うそつきはどろぼうのはじまり。 うそつきはどろぼうのはじまり。

リアクション



10


「おねーちゃんのこときらーいっ」
 普段と同じトーンで言われた言葉を、伊礼 悠(いらい・ゆう)は一瞬理解できなかった。声の主であるマリア・伊礼(まりあ・いらい)を見ると、頬を膨らませて怒っている様子。
「マ、マリアちゃん? どうしたんですか? 私、何かしましたか?」
 怒らせるような、思い当たる節はない。不安になって問いかけると、マリアは屈託なく笑った。
「ウソ!」
 その一言に、今日が四月一日だったということを思い出す。
「あっ……エイプリルフール」
「大好きだよ、おねーちゃん! ウソついてごめんね!」
 これあげる、と手向けられたものは、色とりどりの花たち。
 ああそうか。
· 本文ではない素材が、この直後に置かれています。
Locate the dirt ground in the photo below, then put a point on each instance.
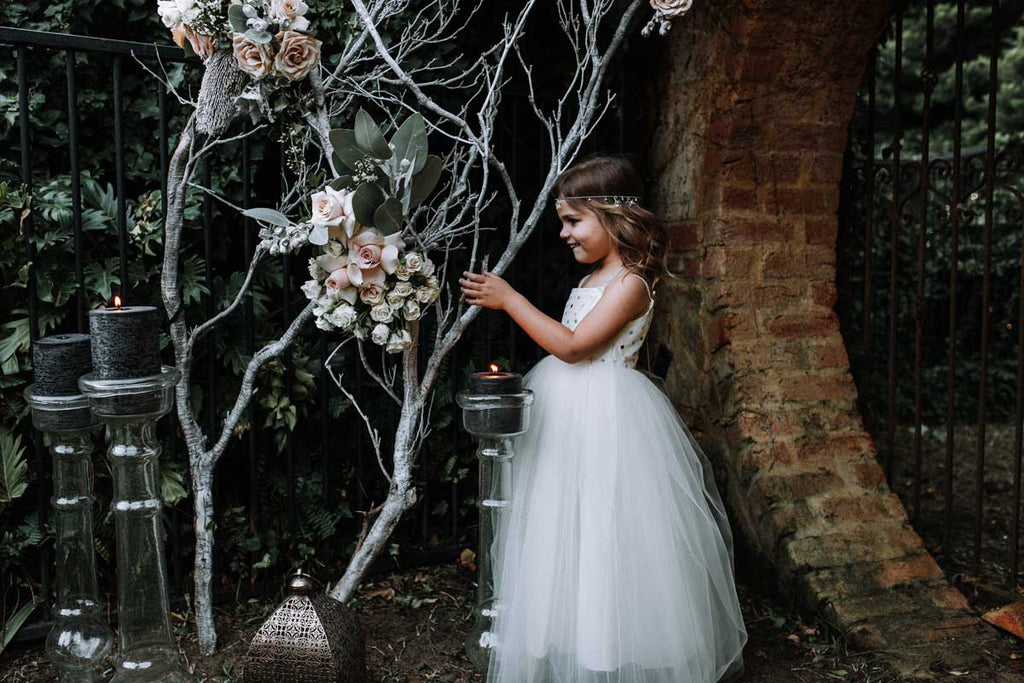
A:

四月で、春で、花がこんなにも色鮮やかに咲く季節になったのか。
「ありがとうございます。こんなに綺麗な花を……飾れるように、花瓶、用意してきますね」
「へへへ。喜んでもらえて嬉しいなっ。探すとき転ばないようにねー」
「そんなにドン臭くないです、たぶん……」
 苦笑しつつ、部屋を出た。ひと気のない廊下を歩く。
 イルミンスールには、物置部屋と化している部屋がある。使わないものや要らないものが雑多に並べられている場所だ。室内の様子を思い出し、すんなり見つかるといいなあ、と思った。
「ぼんやりしていると危ないぞ」
 声に、ぱっと顔を上げる。一歩先に、ディートハルト・ゾルガー(でぃーとはると・ぞるがー)が立っていた。声をかけられなければぶつかっていたかもしれない。悠は慌てて頭を下げる。
「ごめんなさい」
「出かけるのか?」
「はい。あ、でも外じゃなくて、すぐそこの物置部屋までなんですけど」
「あの部屋に?」
「マリアちゃんが花をくれたんです。とっても綺麗だから花瓶に飾らなくちゃ、って思って」
 悠の答えに、ディートハルトがなるほど、と頷いた。
「私も行こう」
「へっ」
「不都合が?」
「いえ。ただ」
 少し、驚いただけだ。
 だってまさか、ついてきてくれるだなんて思ってなかったから。
「嬉しいです」
「ああ。ふたりで探した方が早いだろうしな」
「そうですね」
 多くの物が置かれている部屋だ。ディートハルトの言うとおり、ふたりでいたほうがいい。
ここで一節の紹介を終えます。